After going through the report i think CBH has huge potential with several projects coming online (Sulphur Springs, Rasp Mine and possibly Constance range + Hera) over the next 2 yrs + good exploration projects at Napier Range and Panorama JVs

Could be a major resource player in australia in the not too distant future?..producing Zn, Cu, Ag, Pb, Au, Fe?

all they need is some Ni and U  :


----------



## Sean K (13 October 2006)

dj_420 said:
			
		

> did this image attach, CBH is trading nicely in this channel with the exception of the previous breakout. moving day averages indicate that this is still in an uptrend.
> 
> if im wrong please correct me. only new to tech analysis.




Looks good DJ. Set a ma at 100 or 200 as well to see long term trend. 200d ma is considered to be pretty important for long term support. You will notice many company sp's bounce off this level just because of that mind set.


----------



## dj_420 (13 October 2006)

hey kennas here it is with a tighter trading channel and 7 and 200 MDA.
this channel shows false breakout and possible new breakout.


----------



## Sean K (13 October 2006)

Yep, you can put in as many channels as you can fit in with charts riding the support and resistance lines to get a picture of a stock. Of course, some poeple will draw in lines to suit what they WANT to see also. Having said that, it's clear to me CBH is going UP, no matter which way you look at it. If you wipe out the April/May abberation, it's pretty good isn't it. Perhaps a strategy for this stock would be to buy when it was at the lower part of the range and sell at the top. Sort of like buying at the base of Bollinger Bands and selling at the top. Or, if commodities don't crash severely, this is a long term winner.


----------



## michael_selway (16 October 2006)

sleeper88 said:
			
		

> After going through the report i think CBH has huge potential with several projects coming online (Sulphur Springs, Rasp Mine and possibly Constance range + Hera) over the next 2 yrs + good exploration projects at Napier Range and Panorama JVs
> 
> Could be a major resource player in australia in the not too distant future?..producing Zn, Cu, Ag, Pb, Au, Fe?
> 
> all they need is some Ni and U  :




hehe yep, if only there was a rumour of Ni and U   

thx

MS


----------



## dj_420 (17 October 2006)

the yearly report has just confirmed everything for me, like everyone has been saying great projects coming online in next year or so, endeavour should be back at 100% production and zinc spot prices still increasing.

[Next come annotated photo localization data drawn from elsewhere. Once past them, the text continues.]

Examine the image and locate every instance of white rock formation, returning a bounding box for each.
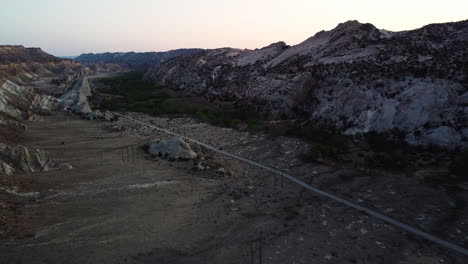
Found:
[86,110,114,121]
[145,20,468,149]
[148,137,197,160]
[58,76,92,114]
[0,79,56,119]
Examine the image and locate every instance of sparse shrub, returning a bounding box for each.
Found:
[326,134,349,152]
[450,150,468,180]
[100,98,122,111]
[299,143,340,162]
[365,150,410,170]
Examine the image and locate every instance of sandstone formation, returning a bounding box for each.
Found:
[0,143,71,175]
[144,20,468,149]
[0,45,84,175]
[0,80,72,175]
[0,45,91,85]
[58,76,92,114]
[0,79,56,128]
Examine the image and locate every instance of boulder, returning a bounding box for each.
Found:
[103,110,114,121]
[86,110,103,120]
[148,137,197,160]
[86,110,114,121]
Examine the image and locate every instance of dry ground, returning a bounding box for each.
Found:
[0,110,466,263]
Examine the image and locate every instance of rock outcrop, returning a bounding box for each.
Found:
[0,79,56,121]
[0,143,71,175]
[148,137,197,160]
[0,45,91,85]
[145,20,468,149]
[58,76,92,114]
[0,45,83,175]
[0,80,72,175]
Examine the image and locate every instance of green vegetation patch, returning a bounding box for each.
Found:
[98,70,266,130]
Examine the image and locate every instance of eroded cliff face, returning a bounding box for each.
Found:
[0,45,91,85]
[0,78,71,175]
[58,76,93,114]
[0,46,83,174]
[145,20,468,149]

i like the movement we have been getting in last week or so, slow and steady wins the race, its great to see it break the 50 cents and hold, decent support building 50 cents and above. from 47 cents upwards there is a lot of support. 

resistance doesnt seem to be pushing sp around as much now. i think the bears have run out of puff and the bulls are back, seems a good bet with zinc fundamentals.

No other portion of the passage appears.